An overflowing crowd at the Great Neck Village Hall strongly opposed the rumored plans of village officials to replace the Vigilant Fire Department as the provider of emergency ambulance services in favor of the Northwell Hospital Group. Impassioned testimony from resident after resident explained how over the years Vigilant volunteers have provided rapid, dedicated and frequently life-saving services. The prospect of the loss of Vigilant was a stated source of much anxiety to many residents. Representatives of the Vigilants explained how the scope of their life-saving services extends far beyond the transportation of critically ill residents to the nearest hospital. In response to a question from a resident, Mayor Bral stated that the annual cost of Vigilant ambulance services to the village was around $250,000.
The mayor started the meeting at 7:30 p.m. and then suggested that the person who requested the agenda item speak for the entire overflow crowd. As that person, I objected and pointed out that it had been promised that all residents would be allowed to speak and that I did not represent anyone but myself. The mayor then agreed to let the meeting go forward as a regular public session.
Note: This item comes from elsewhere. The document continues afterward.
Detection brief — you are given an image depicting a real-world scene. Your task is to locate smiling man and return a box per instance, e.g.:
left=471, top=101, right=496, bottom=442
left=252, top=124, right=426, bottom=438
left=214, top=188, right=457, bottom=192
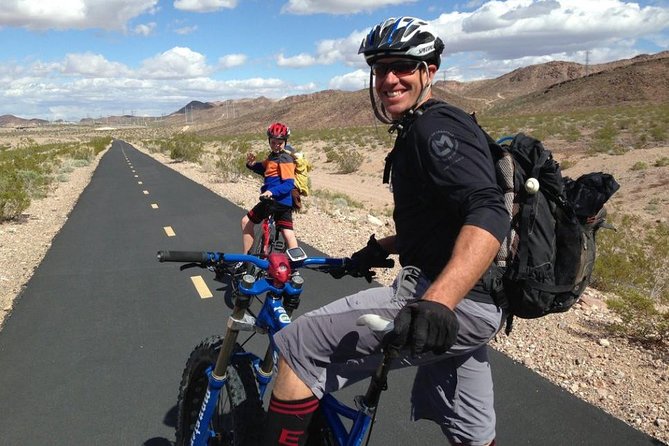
left=263, top=17, right=509, bottom=446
During the course of the public comments, Mayor Bral stated several times that no proposal was currently before the board and that the village was simply doing its due diligence to ensure that village money was being spent in the most efficient manner. He also stated that the village would never take any action in this matter that would be harmful to the health of village residents. I stated strongly that I believed it was the village’s first responsibility to protect the health and safety of its residents, ahead of fiscal issues. One firefighter asked if the board was conducting a “due diligence” survey of the cost of other village services.
A former editor of the Great Neck Record reviewed the history of emergency ambulance services on the peninsula, pointing out that many years ago, residents decided that it was best for Great Neck to have its own emergency ambulance service in part because of lack of easy access from outside. Much has been invested in emergency equipment. Those decisions have been reviewed many times over the years. A near $2,000,000 study came to the same conclusion.